On Monday, Donald Trump signalled the imminent end to the US and Israel’s devastating bombardment of Iran, which has killed more than 1,300 people and triggered a region-wide conflict stretching from Lebanon to Kuwait.
The escalation has in turn seen Iran choke global shipping routes and bomb countries including Qatar and the UAE, forcing the closure of international airport hubs. The UK has even sent the Royal Navy warship HMS Dragon to the eastern Mediterranean, following a drone attack on an RAF base in Cyprus.
The Type 45 destroyer is capable of shooting down drones and ballistic missiles fired by Iran and its proxies.
And there are now fears that even once the US and Israel stop bombing Iran, Israel’s offensive on Lebanon will drag on.
Lebanon was pulled into the conflict in the Middle East last week, when the Iranian-backed group Hezbollah launched strikes against Israel to avenge the killing of Iran’s supreme leader, Ayatollah Ali Khamenei.

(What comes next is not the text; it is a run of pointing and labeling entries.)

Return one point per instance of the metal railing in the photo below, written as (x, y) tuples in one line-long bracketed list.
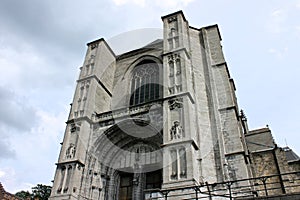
[(251, 188)]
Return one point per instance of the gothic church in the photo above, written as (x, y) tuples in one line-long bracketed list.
[(158, 122)]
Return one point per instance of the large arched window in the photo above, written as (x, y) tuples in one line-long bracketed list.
[(145, 85)]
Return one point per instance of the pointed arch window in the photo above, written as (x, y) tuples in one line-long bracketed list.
[(145, 81)]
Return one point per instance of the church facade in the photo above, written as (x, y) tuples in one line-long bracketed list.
[(155, 123)]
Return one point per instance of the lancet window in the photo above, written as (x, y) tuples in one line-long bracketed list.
[(145, 81)]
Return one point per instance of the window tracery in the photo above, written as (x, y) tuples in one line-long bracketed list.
[(145, 85)]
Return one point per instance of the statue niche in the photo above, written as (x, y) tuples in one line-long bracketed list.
[(176, 131)]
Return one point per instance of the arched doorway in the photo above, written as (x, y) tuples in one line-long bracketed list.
[(130, 162)]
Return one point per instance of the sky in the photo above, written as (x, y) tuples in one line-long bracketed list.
[(43, 44)]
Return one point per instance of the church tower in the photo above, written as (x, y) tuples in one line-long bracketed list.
[(153, 123)]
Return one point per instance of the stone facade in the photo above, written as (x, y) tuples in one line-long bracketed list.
[(156, 122), (6, 195)]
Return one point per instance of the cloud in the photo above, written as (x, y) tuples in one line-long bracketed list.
[(279, 53), (5, 150), (171, 4), (15, 112), (277, 21)]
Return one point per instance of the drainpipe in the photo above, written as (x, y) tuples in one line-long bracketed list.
[(278, 169)]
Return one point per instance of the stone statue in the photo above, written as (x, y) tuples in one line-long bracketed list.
[(176, 130)]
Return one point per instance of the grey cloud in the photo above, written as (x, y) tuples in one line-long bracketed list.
[(15, 112), (5, 150)]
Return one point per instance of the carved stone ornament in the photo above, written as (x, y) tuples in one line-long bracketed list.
[(74, 128), (176, 131), (70, 152), (175, 103), (94, 45), (171, 19)]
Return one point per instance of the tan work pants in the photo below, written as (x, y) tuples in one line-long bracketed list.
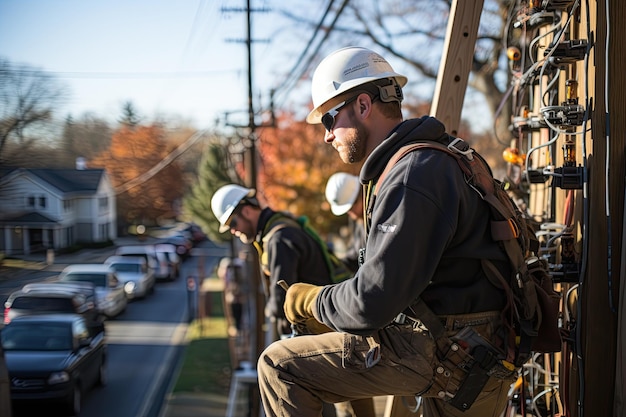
[(296, 375)]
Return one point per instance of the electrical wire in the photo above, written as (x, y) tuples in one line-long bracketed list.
[(161, 164)]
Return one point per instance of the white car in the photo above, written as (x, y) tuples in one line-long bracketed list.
[(169, 251), (110, 296), (133, 271), (159, 264)]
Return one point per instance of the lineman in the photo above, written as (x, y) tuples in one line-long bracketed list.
[(286, 253), (428, 232)]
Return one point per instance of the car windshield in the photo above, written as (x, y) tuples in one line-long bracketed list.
[(98, 280), (44, 304), (37, 336), (127, 267)]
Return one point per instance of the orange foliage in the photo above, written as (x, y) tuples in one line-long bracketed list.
[(295, 164), (134, 151)]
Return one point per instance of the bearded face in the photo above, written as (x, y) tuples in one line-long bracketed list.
[(351, 146)]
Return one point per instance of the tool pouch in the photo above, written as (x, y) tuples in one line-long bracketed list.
[(449, 371), (460, 376)]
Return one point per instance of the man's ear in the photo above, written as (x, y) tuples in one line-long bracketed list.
[(364, 103)]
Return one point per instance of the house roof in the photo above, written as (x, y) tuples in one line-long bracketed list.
[(65, 180), (71, 180), (27, 218)]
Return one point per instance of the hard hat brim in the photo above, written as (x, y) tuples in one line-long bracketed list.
[(315, 116)]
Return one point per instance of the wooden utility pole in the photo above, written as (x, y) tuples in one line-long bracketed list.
[(454, 70), (456, 63)]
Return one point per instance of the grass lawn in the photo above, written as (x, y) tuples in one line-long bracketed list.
[(206, 365)]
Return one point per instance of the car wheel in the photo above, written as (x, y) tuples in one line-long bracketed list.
[(102, 374), (74, 401)]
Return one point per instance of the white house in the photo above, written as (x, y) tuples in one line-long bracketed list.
[(44, 209)]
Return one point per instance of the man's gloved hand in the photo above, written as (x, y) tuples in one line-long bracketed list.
[(299, 305)]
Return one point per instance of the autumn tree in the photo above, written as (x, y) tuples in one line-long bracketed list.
[(148, 189), (294, 168), (215, 170), (85, 137)]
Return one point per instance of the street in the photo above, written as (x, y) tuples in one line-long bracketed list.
[(144, 345)]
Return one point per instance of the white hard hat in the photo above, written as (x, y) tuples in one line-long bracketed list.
[(342, 190), (225, 201), (343, 70)]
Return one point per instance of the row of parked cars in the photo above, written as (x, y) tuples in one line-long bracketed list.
[(54, 332)]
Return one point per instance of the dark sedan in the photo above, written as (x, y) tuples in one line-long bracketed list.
[(53, 358)]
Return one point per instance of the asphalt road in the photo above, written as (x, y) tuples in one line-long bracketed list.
[(144, 343)]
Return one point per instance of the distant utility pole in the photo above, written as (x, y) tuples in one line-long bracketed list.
[(250, 144), (251, 181)]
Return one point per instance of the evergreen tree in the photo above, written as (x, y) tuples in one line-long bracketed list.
[(214, 171)]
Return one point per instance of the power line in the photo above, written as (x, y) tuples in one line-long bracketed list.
[(319, 46), (120, 75)]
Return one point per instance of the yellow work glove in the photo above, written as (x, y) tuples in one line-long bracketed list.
[(299, 305)]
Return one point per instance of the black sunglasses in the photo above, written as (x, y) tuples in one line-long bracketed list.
[(328, 119)]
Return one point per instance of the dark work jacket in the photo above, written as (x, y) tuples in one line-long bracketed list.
[(357, 241), (429, 231), (292, 255)]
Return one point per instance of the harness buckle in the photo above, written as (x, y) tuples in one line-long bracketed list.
[(462, 148)]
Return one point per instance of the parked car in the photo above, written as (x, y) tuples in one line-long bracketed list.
[(197, 235), (172, 256), (133, 271), (110, 296), (5, 387), (43, 298), (53, 357), (183, 244), (159, 265)]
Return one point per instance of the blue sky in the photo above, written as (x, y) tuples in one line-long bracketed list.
[(168, 57)]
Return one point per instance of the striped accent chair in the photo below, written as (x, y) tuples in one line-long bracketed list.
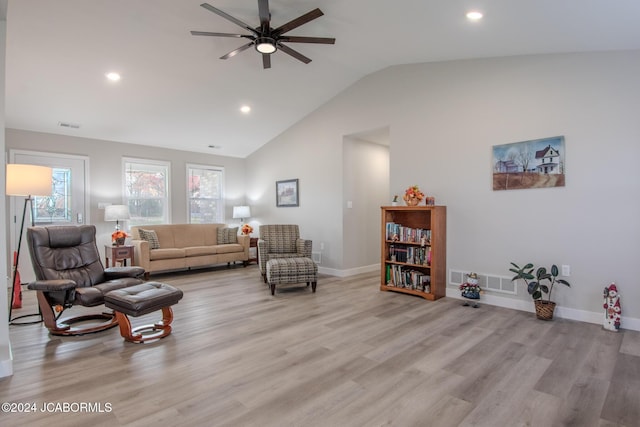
[(281, 241)]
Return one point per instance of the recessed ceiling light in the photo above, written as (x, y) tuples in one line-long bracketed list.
[(474, 15)]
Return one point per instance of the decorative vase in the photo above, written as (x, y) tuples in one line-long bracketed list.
[(544, 309), (471, 294)]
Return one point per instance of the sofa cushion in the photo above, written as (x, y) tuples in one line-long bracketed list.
[(228, 249), (227, 235), (151, 237), (168, 253), (200, 250)]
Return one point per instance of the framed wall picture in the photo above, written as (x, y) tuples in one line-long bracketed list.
[(538, 163), (287, 193)]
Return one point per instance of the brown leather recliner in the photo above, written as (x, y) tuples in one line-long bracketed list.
[(69, 272)]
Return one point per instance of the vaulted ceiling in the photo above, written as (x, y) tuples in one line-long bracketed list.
[(175, 92)]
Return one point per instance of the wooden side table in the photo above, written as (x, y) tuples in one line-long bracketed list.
[(253, 243), (118, 253)]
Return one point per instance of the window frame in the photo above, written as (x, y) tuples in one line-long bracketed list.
[(220, 214), (162, 164)]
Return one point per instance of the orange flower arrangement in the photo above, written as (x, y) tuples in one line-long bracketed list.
[(413, 195), (246, 229)]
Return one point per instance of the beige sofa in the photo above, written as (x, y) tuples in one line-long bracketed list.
[(183, 246)]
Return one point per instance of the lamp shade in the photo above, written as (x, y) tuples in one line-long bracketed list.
[(28, 180), (116, 212), (241, 212)]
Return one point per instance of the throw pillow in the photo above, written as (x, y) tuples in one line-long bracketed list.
[(227, 235), (151, 237)]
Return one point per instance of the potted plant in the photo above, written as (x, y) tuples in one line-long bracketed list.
[(541, 283)]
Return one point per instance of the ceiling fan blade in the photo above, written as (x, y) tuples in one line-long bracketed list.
[(229, 17), (207, 33), (266, 60), (263, 12), (237, 51), (294, 53), (295, 39), (309, 16)]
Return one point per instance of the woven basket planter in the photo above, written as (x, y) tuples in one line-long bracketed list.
[(544, 309)]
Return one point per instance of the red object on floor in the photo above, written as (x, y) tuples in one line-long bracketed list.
[(17, 289)]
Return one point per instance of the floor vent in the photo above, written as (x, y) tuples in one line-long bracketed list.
[(490, 282), (69, 125)]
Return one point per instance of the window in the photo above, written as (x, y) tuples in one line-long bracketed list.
[(57, 207), (204, 190), (146, 191)]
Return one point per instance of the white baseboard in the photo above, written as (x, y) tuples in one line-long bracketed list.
[(630, 323), (349, 272), (6, 362)]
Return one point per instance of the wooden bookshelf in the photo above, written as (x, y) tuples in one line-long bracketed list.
[(414, 250)]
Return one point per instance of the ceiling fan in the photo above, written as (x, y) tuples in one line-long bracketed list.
[(265, 38)]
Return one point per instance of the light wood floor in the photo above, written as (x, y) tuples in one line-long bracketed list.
[(348, 355)]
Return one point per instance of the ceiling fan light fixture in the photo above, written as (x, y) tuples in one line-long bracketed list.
[(265, 45)]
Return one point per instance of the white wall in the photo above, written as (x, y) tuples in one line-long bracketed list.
[(445, 117), (366, 188)]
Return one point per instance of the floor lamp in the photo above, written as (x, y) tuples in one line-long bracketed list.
[(26, 181)]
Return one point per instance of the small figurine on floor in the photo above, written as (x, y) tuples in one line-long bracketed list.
[(471, 289), (612, 310)]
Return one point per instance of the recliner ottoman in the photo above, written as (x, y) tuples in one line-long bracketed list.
[(139, 300)]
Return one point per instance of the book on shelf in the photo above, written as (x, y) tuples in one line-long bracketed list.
[(419, 255), (400, 233), (403, 277)]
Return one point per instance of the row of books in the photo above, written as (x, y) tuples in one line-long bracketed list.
[(403, 277), (397, 232), (420, 255)]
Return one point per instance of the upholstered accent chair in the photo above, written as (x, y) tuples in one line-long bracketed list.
[(281, 241), (69, 272)]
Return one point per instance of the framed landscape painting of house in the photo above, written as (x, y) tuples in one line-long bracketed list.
[(287, 193), (538, 163)]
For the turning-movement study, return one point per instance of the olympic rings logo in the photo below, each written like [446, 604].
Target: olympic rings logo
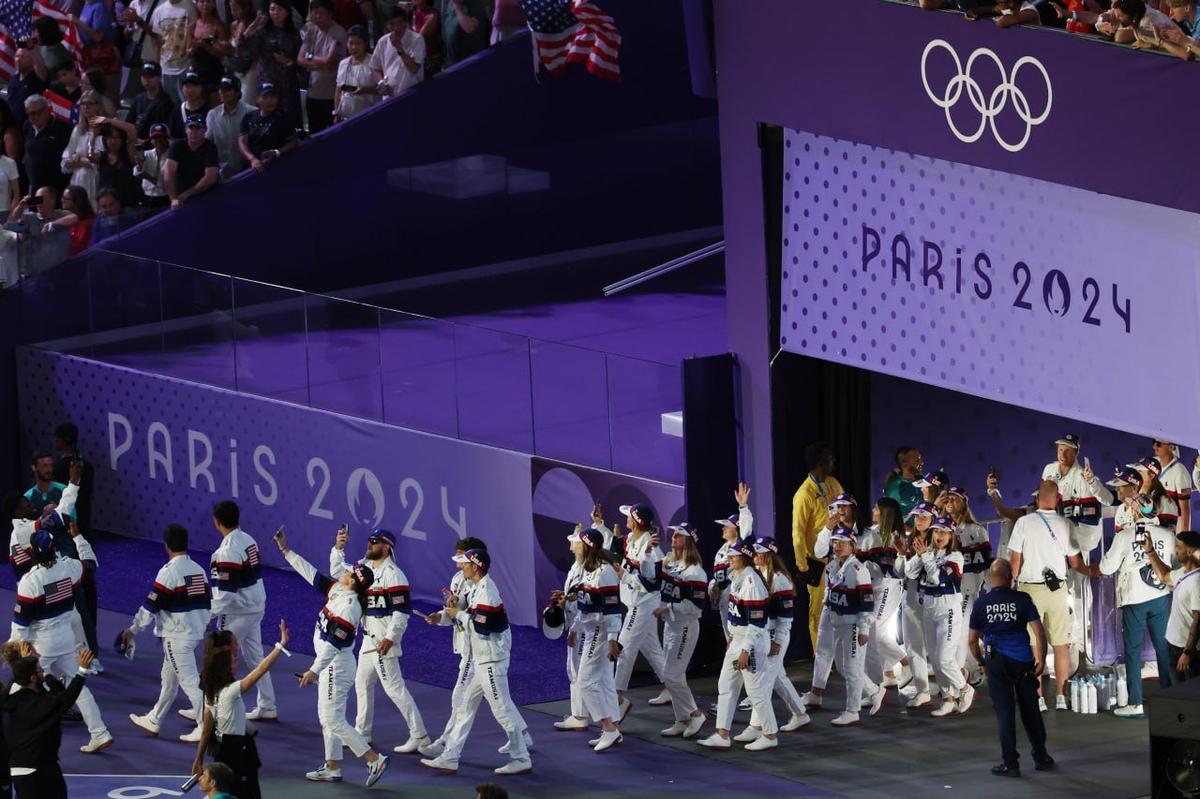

Since then, Israeli attacks have killed at least 570 people, according to local authorities. The United Nations says it has also forced 700,000 people, like Fatima, to flee their homes, with 100,000 on the move in the last 24 hours alone.
With few places to go, many have been sleeping in makeshift camps like the one housed at this Sports Stadium, in their cars, on the streets or along Beirut’s seafront.
In Beirut’s iconic Martyrs’ Square, Mariam, 36, a mother of three who also fled Dahiyeh, says she is living in a tent after going to multiple schools that the authorities have turned into temporary shelters, only to be turned away because they were full.
“During the last war with Israel in 2024, my family building was completely destroyed and we have had no money to rebuild,” she adds, nervously watching the skies as planes roar overhead.